Comment les hôtels se réinventent face à Airbnb et Booking
03/03/2016Les hôtels sont confrontés aux nouveaux comportements des consommateurs, qui comparent et achètent via les sites de réservation en ligne, ou qui optent pour la location entre particuliers. Pour reprendre la main, les établissements adoptent les codes de la génération Y, pour proposer des séjours plus collaboratifs, plus connectés, plus surprenants aussi. Le design des hôtels se réinvente, ainsi que le management. Illustrations.
1Le PDG d’AccorHotels installe un « comex fantôme » issu de la génération Y
Comment rester dans la course face à la concurrence d’acteurs comme Airbnb ou Booking ? « 80 % de toutes les entreprises digitales ont été créées par des personnes âgées de moins de 35 ans, quand 90 % des décisions sont prises par les plus de 50 ans chez AccorHotels », constate Sébastien Bazin, le PDG du groupe hôtelier (en photo ci-dessus). Début février, il a annoncé une mesure originale : la mise en place d’un « shadow comex », selon son expression. Autrement dit un « comité exécutif fantôme », composé de salariés de moins de 35 ans.
Cette instance se réunira une fois par mois pour apporter au comité exécutif la vision de collaborateurs appartenant à la génération Y. « Plus aucune décision ne sera prise sans leur demander leur avis », assure le PDG, qui s’est engagé à leur transmettre toutes les informations dont il dispose, qu’elles soient financières, juridiques ou concernent l’actionnariat.
Pour composer ce « shadow comex », Sébastien Bazin a demandé à chaque membre du comité exécutif de proposer le nom de deux cadres de 25 à 35 ans, avec au moins 5 ans d’ancienneté. La moitié a été retenue pour former ce comex bis non seulement rajeuni, mais aussi plus féminin : il accueille 7 femmes et 6 hommes, contre 2 femmes uniquement dans le comex officiel. Il est aussi plus international, comptant 7 nationalités différentes. « Ils ne seront peut-être pas d’accord avec nous 50 % du temps mais cela devrait être une bouffée d’oxygène », estime le PDG.
Plus d’infos : Les Echos, L’Expansion
2Hilton crée une enseigne pour la génération Y
Hilton a annoncé fin janvier le lancement d’une nouvelle marque, Tru by Hilton, visant une clientèle jeune sur le créneau des hôtels milieu de gamme (75 à 100 dollars la nuit). C’est un marché à fort potentiel, mais les jeunes consommateurs ne sont pas habitués à séjourner dans les Hilton. Pour les séduire, le groupe a donc repensé ses codes, imaginant des établissements avec un design fort et moderne, et porteurs d’un état d’esprit collaboratif et connecté, en lien avec la génération Y.

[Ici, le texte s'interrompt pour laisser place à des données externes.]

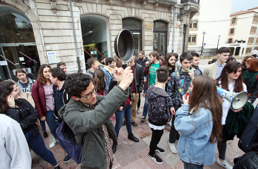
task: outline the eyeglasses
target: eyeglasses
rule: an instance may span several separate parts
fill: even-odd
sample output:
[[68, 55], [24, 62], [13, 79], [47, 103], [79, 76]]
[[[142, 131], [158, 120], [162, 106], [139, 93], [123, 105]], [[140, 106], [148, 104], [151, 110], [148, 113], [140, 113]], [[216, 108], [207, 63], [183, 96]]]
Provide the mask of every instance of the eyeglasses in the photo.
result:
[[92, 96], [92, 93], [93, 93], [94, 94], [96, 93], [96, 92], [97, 91], [97, 86], [95, 86], [95, 87], [94, 87], [94, 89], [93, 89], [93, 90], [92, 91], [89, 93], [89, 94], [87, 95], [87, 96], [86, 96], [86, 97], [85, 97], [85, 96], [80, 96], [82, 97], [86, 98], [88, 100], [89, 100], [91, 99], [91, 96]]

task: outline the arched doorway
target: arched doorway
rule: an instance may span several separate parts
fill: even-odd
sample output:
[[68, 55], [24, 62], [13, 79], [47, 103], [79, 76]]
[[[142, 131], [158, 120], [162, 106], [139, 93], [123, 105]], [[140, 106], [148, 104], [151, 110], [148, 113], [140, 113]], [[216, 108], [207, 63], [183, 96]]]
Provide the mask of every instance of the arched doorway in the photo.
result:
[[110, 44], [108, 42], [110, 41], [107, 31], [108, 18], [99, 15], [87, 15], [81, 16], [80, 19], [83, 49], [87, 51], [84, 51], [85, 62], [91, 57], [88, 53], [98, 60], [101, 54], [106, 58], [112, 57], [110, 54]]
[[17, 81], [16, 69], [22, 68], [34, 78], [40, 66], [30, 22], [13, 8], [0, 6], [0, 78]]
[[123, 29], [128, 29], [133, 35], [135, 59], [138, 58], [139, 52], [142, 50], [142, 23], [141, 20], [134, 17], [128, 17], [122, 19]]
[[167, 23], [161, 20], [153, 22], [153, 51], [167, 54]]

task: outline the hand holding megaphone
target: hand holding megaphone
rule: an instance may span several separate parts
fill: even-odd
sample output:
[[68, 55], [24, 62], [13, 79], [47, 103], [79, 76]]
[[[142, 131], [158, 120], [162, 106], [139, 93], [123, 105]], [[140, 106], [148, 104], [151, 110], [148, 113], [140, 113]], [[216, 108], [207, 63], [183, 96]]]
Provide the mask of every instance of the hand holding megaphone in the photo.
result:
[[246, 92], [232, 93], [218, 87], [217, 90], [218, 94], [220, 97], [229, 102], [231, 108], [234, 110], [238, 110], [243, 107], [248, 100], [249, 95]]

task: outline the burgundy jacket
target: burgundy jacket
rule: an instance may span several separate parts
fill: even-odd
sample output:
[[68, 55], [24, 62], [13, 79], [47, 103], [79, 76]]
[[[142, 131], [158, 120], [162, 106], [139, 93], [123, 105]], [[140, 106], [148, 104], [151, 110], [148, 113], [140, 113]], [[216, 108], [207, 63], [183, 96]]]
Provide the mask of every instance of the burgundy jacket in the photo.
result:
[[31, 95], [35, 102], [35, 109], [38, 111], [38, 117], [46, 117], [45, 91], [38, 78], [33, 83], [31, 89]]
[[[150, 64], [149, 65], [149, 66], [146, 67], [146, 66], [145, 66], [145, 67], [144, 67], [144, 69], [143, 69], [143, 76], [145, 76], [146, 75], [147, 75], [146, 82], [145, 82], [145, 86], [144, 86], [144, 87], [145, 88], [145, 89], [146, 89], [146, 91], [148, 90], [148, 88], [149, 88], [149, 76], [150, 75], [150, 65], [151, 65], [152, 64], [152, 63], [150, 63]], [[162, 62], [160, 61], [159, 67], [161, 67], [162, 66]]]

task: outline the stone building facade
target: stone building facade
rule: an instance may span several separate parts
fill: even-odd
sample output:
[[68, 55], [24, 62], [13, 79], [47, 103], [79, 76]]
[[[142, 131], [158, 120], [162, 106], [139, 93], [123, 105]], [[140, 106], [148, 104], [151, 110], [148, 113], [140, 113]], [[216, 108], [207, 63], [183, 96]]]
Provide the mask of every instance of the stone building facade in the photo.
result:
[[[199, 10], [199, 0], [0, 0], [2, 21], [12, 19], [16, 23], [2, 28], [5, 30], [0, 36], [3, 57], [0, 61], [8, 59], [13, 63], [7, 60], [8, 65], [0, 66], [6, 74], [0, 74], [1, 78], [14, 79], [13, 70], [26, 67], [37, 76], [36, 66], [46, 64], [54, 67], [59, 62], [66, 63], [68, 73], [77, 72], [77, 56], [82, 72], [85, 72], [89, 54], [114, 57], [115, 39], [123, 29], [133, 34], [136, 54], [144, 50], [148, 56], [154, 50], [165, 54], [173, 50], [180, 54], [186, 51], [185, 37], [189, 21]], [[178, 19], [186, 4], [191, 5], [189, 9]], [[9, 17], [3, 16], [7, 14]], [[11, 28], [14, 33], [8, 32]], [[33, 31], [32, 35], [19, 33], [26, 29]], [[21, 42], [9, 38], [17, 36]]]

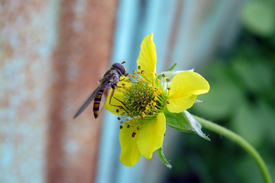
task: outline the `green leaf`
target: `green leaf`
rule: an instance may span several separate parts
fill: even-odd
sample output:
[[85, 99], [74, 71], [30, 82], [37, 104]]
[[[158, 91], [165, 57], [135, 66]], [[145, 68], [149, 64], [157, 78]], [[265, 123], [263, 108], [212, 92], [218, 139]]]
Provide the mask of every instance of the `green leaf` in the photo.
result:
[[169, 163], [167, 162], [167, 160], [166, 160], [166, 158], [165, 158], [165, 157], [164, 156], [164, 154], [163, 154], [163, 151], [162, 149], [162, 147], [157, 149], [156, 153], [158, 154], [158, 156], [159, 158], [160, 158], [160, 159], [161, 161], [161, 162], [166, 165], [166, 167], [171, 169], [172, 168], [172, 166]]
[[176, 65], [177, 65], [177, 63], [175, 63], [172, 67], [166, 70], [165, 71], [172, 71], [173, 70], [173, 69], [175, 67], [175, 66], [176, 66]]
[[[169, 104], [168, 104], [169, 105]], [[187, 110], [179, 113], [170, 112], [165, 107], [162, 112], [165, 115], [166, 125], [185, 132], [197, 134], [201, 137], [210, 141], [210, 139], [200, 129], [202, 126]]]
[[275, 21], [274, 7], [274, 2], [270, 1], [247, 1], [241, 12], [245, 26], [260, 36], [271, 35]]

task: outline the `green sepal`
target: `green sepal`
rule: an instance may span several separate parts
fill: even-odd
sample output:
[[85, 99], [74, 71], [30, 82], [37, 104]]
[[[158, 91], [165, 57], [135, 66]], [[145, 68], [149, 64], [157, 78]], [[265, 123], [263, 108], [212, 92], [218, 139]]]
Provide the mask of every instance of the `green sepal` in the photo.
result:
[[[173, 66], [172, 66], [172, 68], [173, 67]], [[159, 73], [157, 77], [158, 79], [160, 80], [161, 80], [161, 76], [162, 76], [162, 74], [165, 74], [165, 78], [169, 78], [170, 79], [170, 80], [171, 81], [173, 78], [174, 77], [175, 75], [176, 74], [178, 73], [180, 73], [182, 72], [183, 71], [173, 71], [173, 70], [169, 70], [169, 69], [167, 69], [167, 70], [166, 70], [165, 71], [163, 71], [163, 72], [162, 72], [160, 73]], [[193, 71], [193, 69], [191, 69], [191, 70], [189, 70], [190, 71]]]
[[174, 65], [173, 65], [172, 66], [172, 67], [170, 67], [169, 69], [168, 69], [166, 70], [166, 71], [172, 71], [172, 70], [173, 70], [173, 69], [174, 68], [175, 66], [176, 66], [176, 65], [177, 65], [177, 63], [175, 63], [175, 64], [174, 64]]
[[[169, 105], [169, 104], [168, 104]], [[187, 110], [179, 113], [170, 112], [165, 107], [162, 112], [166, 119], [166, 125], [185, 132], [197, 134], [201, 137], [210, 141], [201, 129], [202, 126]]]
[[202, 101], [201, 100], [198, 100], [197, 99], [196, 99], [196, 100], [195, 101], [195, 102], [194, 102], [194, 104], [196, 104], [196, 103], [205, 103], [205, 102], [204, 101]]
[[165, 78], [169, 78], [170, 79], [170, 80], [171, 81], [173, 78], [174, 77], [175, 75], [178, 73], [179, 73], [181, 72], [184, 71], [164, 71], [162, 72], [158, 75], [158, 79], [161, 80], [161, 76], [163, 74], [165, 74]]
[[167, 160], [166, 160], [166, 158], [165, 158], [165, 157], [164, 156], [164, 154], [163, 154], [163, 151], [162, 150], [162, 147], [156, 150], [156, 153], [158, 154], [158, 156], [159, 158], [160, 158], [160, 159], [161, 161], [161, 162], [166, 165], [166, 167], [171, 169], [172, 168], [172, 166], [169, 164], [167, 162]]

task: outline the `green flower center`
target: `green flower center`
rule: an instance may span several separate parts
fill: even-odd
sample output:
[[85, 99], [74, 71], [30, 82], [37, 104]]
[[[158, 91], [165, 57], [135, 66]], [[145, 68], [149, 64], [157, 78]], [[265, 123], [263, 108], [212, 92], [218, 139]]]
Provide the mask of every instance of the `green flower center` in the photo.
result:
[[[128, 90], [129, 92], [124, 93], [122, 98], [125, 105], [129, 109], [130, 115], [134, 115], [137, 113], [141, 114], [143, 112], [146, 112], [146, 110], [148, 110], [152, 108], [150, 107], [153, 106], [153, 104], [155, 103], [154, 99], [155, 97], [154, 96], [154, 92], [150, 88], [145, 86], [144, 83], [135, 84]], [[152, 101], [154, 102], [152, 103]], [[155, 103], [155, 106], [160, 106], [159, 101], [156, 101]], [[151, 110], [152, 112], [153, 111]]]
[[[128, 112], [122, 113], [121, 114], [122, 117], [118, 118], [119, 120], [122, 119], [120, 123], [126, 124], [125, 127], [132, 128], [133, 137], [134, 137], [140, 128], [148, 121], [146, 119], [156, 117], [166, 104], [170, 103], [166, 100], [170, 88], [167, 88], [167, 85], [166, 87], [164, 88], [164, 86], [165, 81], [168, 84], [170, 80], [165, 80], [165, 74], [162, 76], [163, 84], [160, 83], [160, 79], [157, 77], [153, 81], [150, 78], [142, 79], [142, 77], [145, 79], [144, 77], [145, 73], [144, 71], [134, 71], [132, 75], [128, 75], [134, 82], [132, 82], [132, 85], [128, 88], [125, 88], [126, 90], [122, 97], [123, 102], [128, 109]], [[153, 73], [150, 74], [155, 74], [156, 76], [157, 75], [156, 73]], [[122, 126], [120, 126], [120, 129], [123, 127]]]

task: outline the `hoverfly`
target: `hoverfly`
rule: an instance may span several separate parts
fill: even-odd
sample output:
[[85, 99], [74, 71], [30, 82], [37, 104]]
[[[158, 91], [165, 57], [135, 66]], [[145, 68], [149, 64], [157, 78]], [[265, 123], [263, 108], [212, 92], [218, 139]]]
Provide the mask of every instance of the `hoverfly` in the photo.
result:
[[122, 108], [126, 111], [122, 106], [114, 106], [111, 104], [111, 100], [112, 97], [113, 97], [121, 102], [126, 108], [127, 108], [123, 102], [113, 96], [116, 90], [116, 87], [121, 87], [117, 86], [117, 84], [119, 81], [122, 81], [119, 79], [119, 77], [121, 76], [126, 75], [126, 69], [122, 65], [122, 64], [125, 63], [125, 62], [123, 62], [121, 63], [116, 63], [112, 65], [110, 69], [105, 73], [102, 78], [99, 81], [100, 83], [99, 85], [79, 108], [74, 116], [73, 119], [79, 116], [94, 99], [94, 108], [93, 109], [93, 111], [94, 112], [95, 118], [96, 119], [97, 118], [103, 108], [103, 106], [106, 103], [107, 97], [108, 97], [109, 92], [111, 88], [113, 90], [112, 92], [111, 97], [110, 98], [109, 104], [113, 106]]

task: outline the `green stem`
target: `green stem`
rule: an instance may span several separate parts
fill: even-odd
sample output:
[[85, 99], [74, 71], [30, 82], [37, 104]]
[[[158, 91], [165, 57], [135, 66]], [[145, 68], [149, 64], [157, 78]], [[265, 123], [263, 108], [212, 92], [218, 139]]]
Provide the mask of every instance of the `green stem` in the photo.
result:
[[258, 165], [265, 182], [272, 183], [271, 177], [266, 165], [256, 150], [248, 142], [240, 135], [224, 127], [202, 118], [193, 115], [203, 127], [217, 134], [222, 134], [239, 145], [247, 151]]

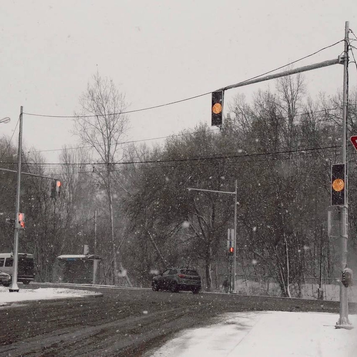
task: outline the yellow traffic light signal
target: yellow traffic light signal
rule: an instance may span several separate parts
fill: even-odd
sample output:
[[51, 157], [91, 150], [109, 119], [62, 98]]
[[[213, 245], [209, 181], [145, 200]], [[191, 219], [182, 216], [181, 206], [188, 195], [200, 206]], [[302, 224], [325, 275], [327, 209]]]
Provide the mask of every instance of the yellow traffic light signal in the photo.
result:
[[344, 206], [346, 176], [344, 164], [331, 166], [331, 205]]
[[212, 92], [212, 125], [221, 125], [223, 109], [223, 91]]

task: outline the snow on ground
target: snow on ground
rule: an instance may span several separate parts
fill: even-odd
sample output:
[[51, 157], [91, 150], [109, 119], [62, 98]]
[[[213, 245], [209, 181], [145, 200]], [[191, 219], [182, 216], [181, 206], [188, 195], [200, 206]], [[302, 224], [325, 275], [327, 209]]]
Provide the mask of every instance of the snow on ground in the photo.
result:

Les hôtels Tru by Hilton auront ainsi un grand hall d’accueil baptisé le « hive » (la ruche). Conçu dans l’optique de favoriser les rencontres et les échanges, il s’organisera autour de 4 zones, pour se reposer, travailler (avec un vrai espace de co-working), manger et jouer (avec des babyfoots intégrés). « Les voyageurs que nous visons ont des aspirations communes lorsqu’ils sont en déplacement, y compris un désir pour des interactions humaines, une personnalisation et un environnement qui permettent de créer des expériences », explique Alexandra Jaritz, responsable de la nouvelle marque.
Les hôtels Tru by Hilton proposeront aussi un mini-supermarché ouvert 24h/24, un club de gym, des petits déjeuners gratuits et copieux à « composer soi-même », du wifi avec un débit permettant de regarder des films en streaming, etc. Sans oublier des chambres de grand confort, avec salle de bain spacieuse et 150 chaînes disponibles sur la télé grand écran. Les premiers hôtels Tru by Hilton ouvriront leurs portes fin 2016 en Amérique du Nord, 102 établissements étant déjà programmés sous cette nouvelle enseigne.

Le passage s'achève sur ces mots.